It was followed this year with 50 donkeys culled.
Brooke Anderson, who is an LLS biosecurity officer based in Broken Hill, said six landholders were involved in the program across land totalling 246,000 hectares.
"Drought emphasised the need to do something about it and was what drove landholders to have their own ground control, which prompted the aerial shoot," Ms Anderson said.
"Farmers were putting out feed and carting water then the donkeys would block the troughs off from stock and eat the hay that they were paying for."
Ms Anderson said donkeys grazing pressure was worth seven dry sheep equivalent (DSE) compared to ewes with 1.5 DSE.

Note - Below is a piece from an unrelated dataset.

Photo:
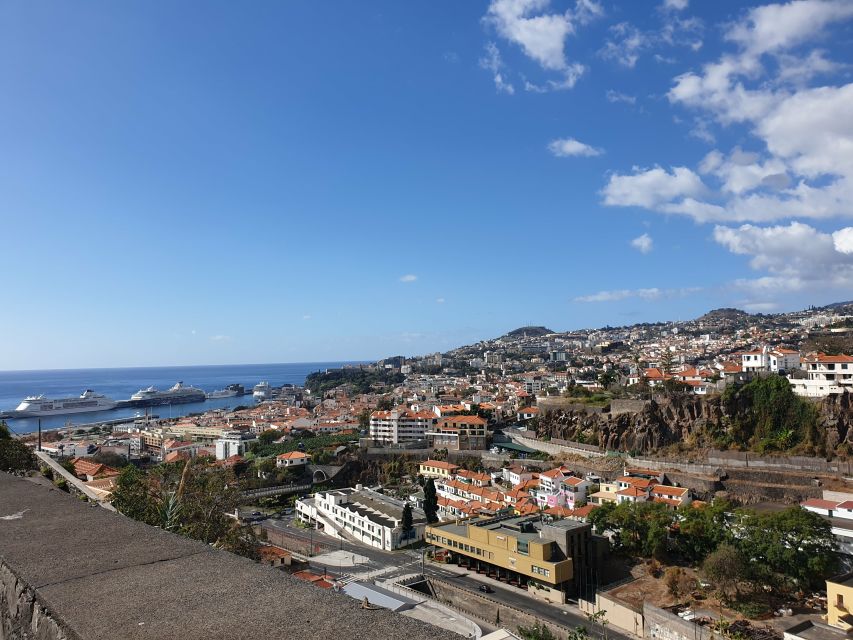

"We want to try not to turn into the Northern Territory where they have extensive numbers, so the good thing from the latest cull is that they haven't returned in those initial numbers," she said.
"The four Judas donkeys have betrayed their friends and shown us how far their home-range is, which is located in a radius around 20km."
Agriculture Minister Adam Marshall said feral donkeys caused substantial damage to fences, the natural landscape and threaten property biosecurity, so the removal of another 50 would have a major benefit for landholders and the local environment.
"These four feral donkeys acted as 'Judas donkeys', betraying their mob, leading us right to them," Mr Marshall said.
"This is the first time western LLS has used this approach.
"The encouraging results give us great confidence that it can continue to be used and expanded to bring down feral donkey populations, with another aerial shoot planned in April next year.
"Another pleasing aspect of the recent program is no wild dogs, feral cats or foxes were sighted during the shoot, while an additional 18 feral pigs were also removed."